ELIZABETH FARNSWORTH: What other kinds of questions are states having to answer now?

JULIE ROVNER: Well, I think one of the key questions and one of the reasons this legislation is shaped it’s like giving so much flexibility to the states is that there were some governors who came and were worried, for instance, with Medicaid’s very rich benefit package, that this public insurance would have better benefits than was available to most people with private insurance, and they didn’t want to then be a magnet. So states will have to decide what fits into their package. I think there is certainly an encouragement for states to offer as comprehensive a set of benefits as possible but with a sight towards what is the individual needs of individual states. States may also choose to offer different types of packages in different areas of the state. That’s anticipated as one possibility. The idea is that there is some money here; that we ought to expand the coverage of children who currently don’t have insurance, and that they’re going to let states decide the best way to do that.

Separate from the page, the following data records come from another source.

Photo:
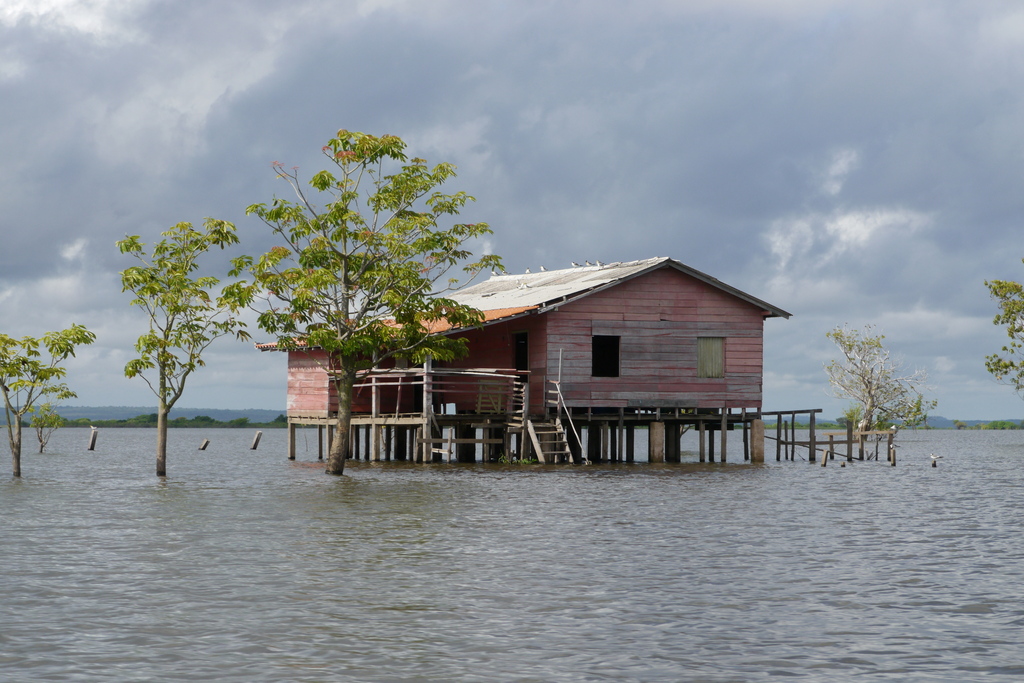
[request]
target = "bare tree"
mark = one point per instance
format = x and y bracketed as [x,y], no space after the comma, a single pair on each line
[869,375]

ELIZABETH FARNSWORTH: When you call around to the states, when you’re doing your reporting, what are they telling you about what stage they’re in in planning this? This is an enormous undertaking for them.

JULIE ROVNER: It is an enormous undertaking. Right now, they’re having meetings. A lot of this bill was written very late at night, particularly the children’s health package was finished at 2 or 3:30 in the morning, and there are still a lot of unanswered questions. The Department of Health & Human Services still has a lot of its own unanswered questions. States will basically have to file a plan with the federal government to say what they’re going to do. So everybody’s scrambling around, trying to understand exactly what kind of hoops they have to jump through to get this money. And I think there’s going to be a lot of talking before there’s going to be a lot of action.

ELIZABETH FARNSWORTH: Well, thank you both very much for being with us.